Nada hay que deje un poso tan agridulce como la jornada de hoy. Una no se acostumbra a que llegue como un día sin más, por sorpresa. Aunque parezca abultado el número, nunca parece suficiente. Por sortearlo me escondería en un tren de los que cruzan planicies inabarcables para la mirada. Me sentaría, luego, en una piedra, junto a una finca de cultivo, a contemplar las maniobras del tractor y aplaudiría después al labriego. Si lo hace bien, claro. Juzgaría el mundo por lo que ocurre en su esquina más remota, y tal vez saliera así indemne de esta fecha.

(octogésimo sexto)


Uno de los artistas plásticos que más aprecio es el humo. No todos los humos, claro. Me obnubila el de los cigarrillos rubios.
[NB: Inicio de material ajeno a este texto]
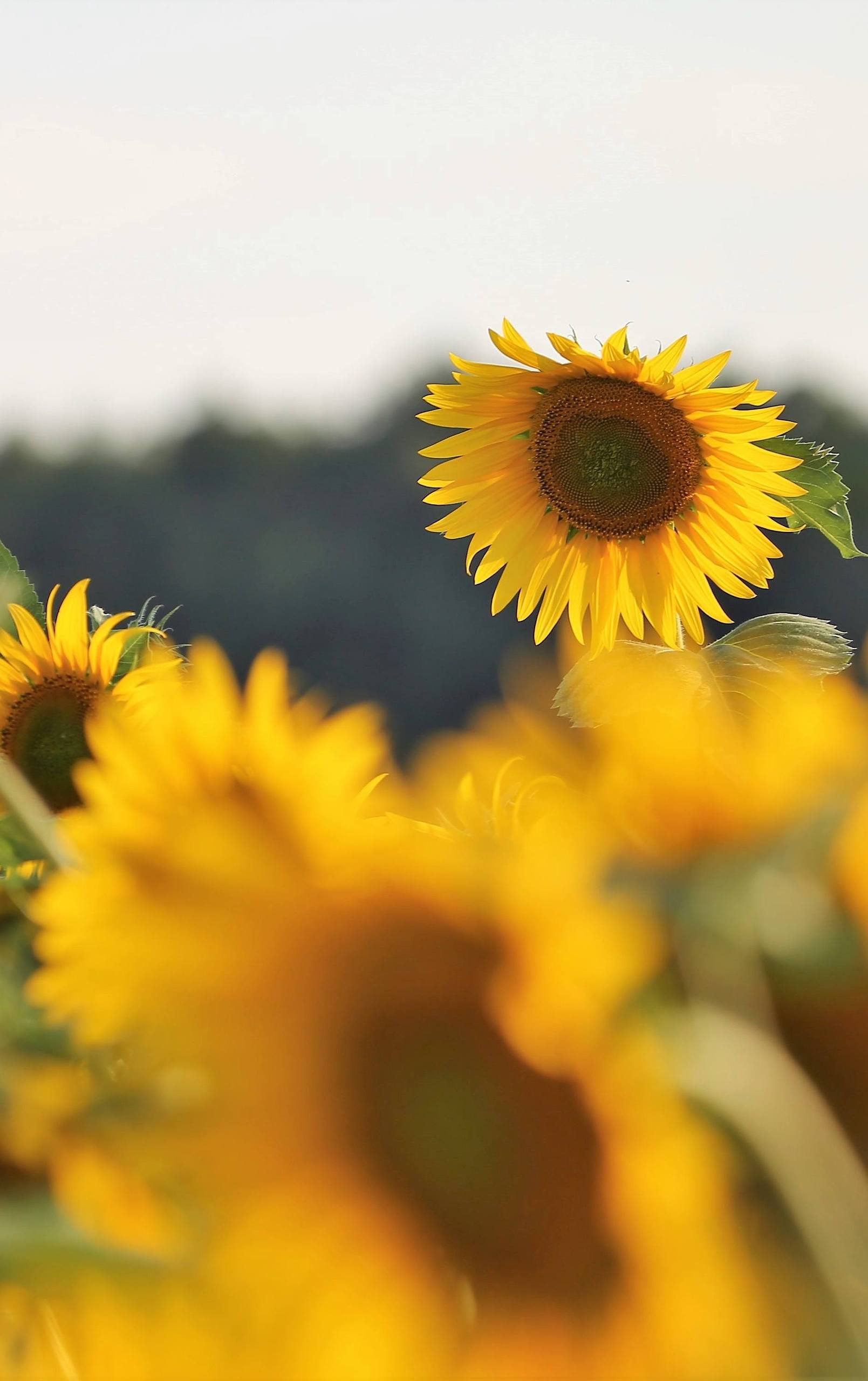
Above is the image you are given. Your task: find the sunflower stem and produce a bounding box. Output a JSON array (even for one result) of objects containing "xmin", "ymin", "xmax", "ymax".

Tan estilizado e hialino cuando emerge directo del tabaco, quieto sobre un cenicero. Es un lenguaje puro. En una época incluso estuve estudiándolo. Cómo sería la lengua que hablamos si los órganos de fonación pudieran emitirla desasistida de cualquier semántica. Una columna de sonido, parecida a la del humo, ascendería desde las bocas con idéntica inocencia. Lo malo es que enseguida el fumador retoma el cigarrillo, aspira y devuelve un humo lleno de significados pérfidos y egocéntricos.

(octogésimo séptimo)


El vecino ha instalado una chimenea de metal brillante junto a la vieja, que era de teja. Cuando regreso veo humear la reciente y contemplo la antigua silenciosa. Me pregunto por qué el no lanzar humo a la atmósfera lo identifico con no hablar. Podría haber dicho improductiva o estropeada. Sin embargo, la columna que emborrona el azul del cielo me ha parecido locuacidad y mudez la inútil. Me inquieta qué hay detrás de metáforas tan simples. Que me identifique con la que está llena de grietas antes que con la que reluce no es significativo; que prefiera callar, quizá.

(octogésimo octavo)


Entre las citas poéticas que habré leído en mi vida sobre las rosas, me quedo con el verso de William Blake: “¡Oh, rosa, estás enferma!”. La primera vez que lo leí pensé en Heráclito, aunque no estoy segura de que el clima de Éfeso sea propicio para los jardines. Resulta frecuente que, siendo hada, a una la relacionen con símbolos de la belleza. Es verdad que las rosas combinan sus pétalos con elegancia y saturan muy bien el color en las fotografías. Y nadie piensa en gusanos cuando perciben su fragancia. Excepto yo, que las aprecio solo cuando se marchitan.